Die erfolgreichen Zeiten von Olympique Lyon liegen weit zurück
Mit dem 3:1-Erfolg gegen Pep Guardiolas Manchester City hatte in Frankreich keiner gerechnet. Am Sonntagmorgen war das erste Ligaspiel von Lyon in der neuen Spielzeit auf den 23. August terminiert worden. An diesem Tag findet das Champions-League-Finale in Lissabon statt.
"Es gibt immer noch Raum für alle Träume der Fußballer und Fans von Lyon", titelte die Zeitung Le Progrès aus Lyon. "Zwei Heldentaten reihen sich aneinander", war bei Le Parisien zu lesen.
Vor dem Viertelfinale hatte sich wohl kaum ein die Fan einen Sieg gegen City erträumt, genauso wenig wie zuvor ein Weiterkommen im Achtelfinale gegen Juventus Turin. Schließlich sind die erfolgreichen Tage Lyons längst vorbei.
Anfang des 21. Jahrhunderts sah die Welt in Lyon noch anders aus. OL hatte sich in Frankreich zum Maß aller Dinge aufgeschwungen, von 2002 bis 2008 feierte der Klub sieben Meisterschaften in Folge.

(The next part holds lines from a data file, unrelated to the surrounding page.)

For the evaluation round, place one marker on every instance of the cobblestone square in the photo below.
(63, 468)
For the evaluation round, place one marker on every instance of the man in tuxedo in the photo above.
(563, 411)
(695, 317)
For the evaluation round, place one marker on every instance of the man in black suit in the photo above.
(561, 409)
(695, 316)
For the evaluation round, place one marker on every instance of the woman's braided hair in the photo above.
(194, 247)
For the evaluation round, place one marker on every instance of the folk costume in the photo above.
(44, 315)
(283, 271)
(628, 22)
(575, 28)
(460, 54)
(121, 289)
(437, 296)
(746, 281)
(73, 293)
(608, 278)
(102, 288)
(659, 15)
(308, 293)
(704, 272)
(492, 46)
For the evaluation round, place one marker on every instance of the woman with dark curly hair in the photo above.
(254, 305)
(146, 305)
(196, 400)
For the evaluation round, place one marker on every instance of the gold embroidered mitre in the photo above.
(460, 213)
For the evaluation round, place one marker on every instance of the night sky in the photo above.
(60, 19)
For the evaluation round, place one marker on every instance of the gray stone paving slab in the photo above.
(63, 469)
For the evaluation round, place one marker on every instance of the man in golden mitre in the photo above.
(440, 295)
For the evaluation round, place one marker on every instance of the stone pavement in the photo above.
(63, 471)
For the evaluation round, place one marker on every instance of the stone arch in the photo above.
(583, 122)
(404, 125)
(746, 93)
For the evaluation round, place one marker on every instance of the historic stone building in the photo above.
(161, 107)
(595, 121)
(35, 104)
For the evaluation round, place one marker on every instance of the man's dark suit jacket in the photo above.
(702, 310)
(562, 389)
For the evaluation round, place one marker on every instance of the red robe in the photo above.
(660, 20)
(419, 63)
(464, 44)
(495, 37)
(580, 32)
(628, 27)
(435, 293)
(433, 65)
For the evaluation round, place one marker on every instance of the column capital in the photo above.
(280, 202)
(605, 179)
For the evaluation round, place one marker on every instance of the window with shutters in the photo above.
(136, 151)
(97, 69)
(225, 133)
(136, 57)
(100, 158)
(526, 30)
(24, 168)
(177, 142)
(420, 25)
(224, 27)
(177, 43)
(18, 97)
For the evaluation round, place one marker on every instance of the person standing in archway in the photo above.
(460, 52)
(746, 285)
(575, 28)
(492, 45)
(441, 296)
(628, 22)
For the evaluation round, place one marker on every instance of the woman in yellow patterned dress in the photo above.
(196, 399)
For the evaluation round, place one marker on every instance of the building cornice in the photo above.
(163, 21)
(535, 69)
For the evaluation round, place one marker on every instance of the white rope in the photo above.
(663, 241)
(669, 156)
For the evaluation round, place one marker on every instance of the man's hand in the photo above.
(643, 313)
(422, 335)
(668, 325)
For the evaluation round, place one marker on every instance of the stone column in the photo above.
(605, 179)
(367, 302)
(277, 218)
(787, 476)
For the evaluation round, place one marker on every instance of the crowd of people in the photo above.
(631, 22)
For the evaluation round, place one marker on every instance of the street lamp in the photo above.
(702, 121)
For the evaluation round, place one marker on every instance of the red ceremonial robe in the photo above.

Vor allem mit den brasilianischen Stars Juninho, Cacapa, Edmilson und Fred dominierte Olympique die Ligue 1, international blieben die Erfolge allerdings aus. Erst im Jahr 2010 wurde zum ersten Mal das Halbfinale der Königsklasse erreicht - als die große Zeit der Vereinsgeschichte eigentlich schon wieder in titellose Tristesse übergegangen war.
Lyon kann Revanche gegen Bayern nehmen
Damals scheiterte Lyon deutlich am FC Bayern. Nun, zehn Jahre später, bekommen die Franzosen ihre Chance auf eine Revanche (Champions League: Olympique Lyon - FC Bayern, Mittwoch ab 21 Uhr im LIVETICKER).
Auch wenn die Bayern bei dem - immer noch unglaublichen - 8:2-Sieg ihre Macht demonstrierten, dürften viele Fans von Lyon trotzdem von einem Einzug ins Finale träumen. Immerhin haben sie wieder eine Truppe, auf die sie stolz sind.
Das war in der jungen Vergangenheit nicht der Fall, im Dezember 2019 hatten sich Anhänger des Klubs nach der Champions-League-Partie gegen RB Leipzig sogar ein Handgemenge mit den Spielern geliefert. In den letzten Jahren kam es in Lyon immer wieder zu Auseinandersetzungen zwischen Fans und Spielern, sowie Verantwortlichen des Klubs.
Viele der enthusiastischen Anhänger können sich mit dem Weg, den der Verein einschlägt, nicht mehr identifizieren.
Viel Leidenschaft und offensiver Fußball
Auch sportlich mussten die Fans zuletzt einige Enttäuschungen einstecken. Der Titel ist praktisch schon vor der Saison an Serienmeister Paris Saint-Germain vergeben, aber Lyon kann auch mit anderen Mannschaften in Frankreich kaum mehr mithalten.
In der Ligue 1 landete OL nur auf einem enttäuschenden siebten Rang, die Duelle mit Juventus und City zeigten aber, dass deutlich mehr in der Mannschaft steckt als graues Mittelmaß.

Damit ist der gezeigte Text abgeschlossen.